От отца к сыну. Как передать ребенку христианские ценности (Нембрини) - страница 20

Когда я подрос и стал возвращаться домой поздно из-за множества разных дел, он всегда встречал меня; ни разу в жизни отец не пошел спать, не дождавшись последнего из возвращающихся домой сыновей. Иногда я приходил домой в два или три часа ночи и, чтобы он не очень сердился, предлагал ему: «Пап, давай прочитаем вместе молитву перед сном», – на что он отвечал: «Иди спать, бестолочь, тебе завтра на работу ни свет ни заря; я сам прочитаю за тебя молитву», – и в четвертый или пятый раз читал одну и ту же молитву – на этот раз за меня, чтобы я мог пойти отдыхать.

Однажды я спросил его, уже прикованного к постели и совершенно потерявшего голос, о его самочувствии. Он ответил мне так же, как отвечал всю жизнь: «Грех жаловаться». В переводе на более высокий стиль эти слова звучали бы так: «Все по благодати Божией». Вот каким человеком был мой отец.

Такой же была и моя мама, которая умерла много лет назад, в 1985-м.
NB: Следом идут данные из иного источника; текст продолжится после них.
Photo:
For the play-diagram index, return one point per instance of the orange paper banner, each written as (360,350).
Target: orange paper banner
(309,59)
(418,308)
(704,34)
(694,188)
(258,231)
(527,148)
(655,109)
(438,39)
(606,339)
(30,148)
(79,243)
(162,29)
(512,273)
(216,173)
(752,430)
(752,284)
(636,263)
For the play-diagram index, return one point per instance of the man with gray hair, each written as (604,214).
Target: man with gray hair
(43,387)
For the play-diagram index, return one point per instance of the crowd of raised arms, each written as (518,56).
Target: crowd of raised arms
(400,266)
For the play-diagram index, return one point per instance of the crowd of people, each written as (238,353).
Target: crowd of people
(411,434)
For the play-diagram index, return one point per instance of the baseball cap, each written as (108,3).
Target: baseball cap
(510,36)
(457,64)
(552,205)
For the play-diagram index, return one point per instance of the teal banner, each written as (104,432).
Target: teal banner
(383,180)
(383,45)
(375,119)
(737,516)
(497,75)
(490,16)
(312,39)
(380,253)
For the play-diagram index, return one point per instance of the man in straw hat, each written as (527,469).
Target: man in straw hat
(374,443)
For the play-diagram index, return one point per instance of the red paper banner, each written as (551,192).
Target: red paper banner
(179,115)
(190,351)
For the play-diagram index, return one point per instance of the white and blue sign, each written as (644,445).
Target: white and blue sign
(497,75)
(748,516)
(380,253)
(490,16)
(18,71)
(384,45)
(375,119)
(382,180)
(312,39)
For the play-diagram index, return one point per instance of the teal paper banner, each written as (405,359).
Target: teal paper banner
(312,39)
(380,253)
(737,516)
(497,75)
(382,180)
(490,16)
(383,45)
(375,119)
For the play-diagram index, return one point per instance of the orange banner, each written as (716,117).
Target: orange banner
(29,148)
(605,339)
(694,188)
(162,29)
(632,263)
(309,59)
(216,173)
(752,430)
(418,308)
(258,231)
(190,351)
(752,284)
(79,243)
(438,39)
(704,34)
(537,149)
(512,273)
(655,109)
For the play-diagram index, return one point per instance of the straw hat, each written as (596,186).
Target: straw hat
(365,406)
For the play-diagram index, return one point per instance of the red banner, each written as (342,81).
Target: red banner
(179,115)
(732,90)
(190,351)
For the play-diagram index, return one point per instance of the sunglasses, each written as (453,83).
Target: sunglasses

Простая женщина из крестьянской семьи, она вырастила десятерых детей и, умирая, призналась: «Мне жаль уходить, ведь теперь, когда вы все уже подросли, я могла бы сделать что-то нужное».

Да, вы могли бы упрекнуть меня: «Это все истории из старых фильмов, сейчас такие уже не происходят, люди себя так не ведут», – и ваше замечание было бы вполне обоснованным. Но я рассказал вам о своих родителях, потому что именно от них я воспринял самый важный для воспитания критерий, и его важность подтвердилась временем. Этот критерий можно сформулировать так: воспитание – вопрос свидетельства. Проблема не в детях, не в подростках, не в молодежи; если они совершенно потеряны, это не их вина. То есть отчасти это и их вина, но основная ответственность лежит на нас.

Главная проблема воспитания – становление не детей, но отцов; не учеников, но учителей.

Другими словами, дети появляются на свет такими же, какими появлялись сто или тысячу лет назад, с тем же сердцем, с тем же желанием, с тем же разумом, что и всегда, – в них всегда живет неугасимое желание истины, добра, красоты, то есть желание быть счастливыми.

Но каких отцов, каких учителей, каких свидетелей они видят перед собой?

Думаю, я совершенно отчетливо осознал это в тот день, когда однажды, сидя за работой дома, встретился со взглядом сына. Мой старший сын Стефано, которому тогда было четыре или пять, подошел к столу и стал молча смотреть на меня. Помню, когда я заглянул ему в глаза, меня поразило ощущение, что взгляд моего сына содержал в себе совершенно радикальный, неизбежный вопрос, ответа на который я не мог избежать. Глядя на меня, он словно просил: «Папа, докажи мне, что приходить в этот мир имело смысл».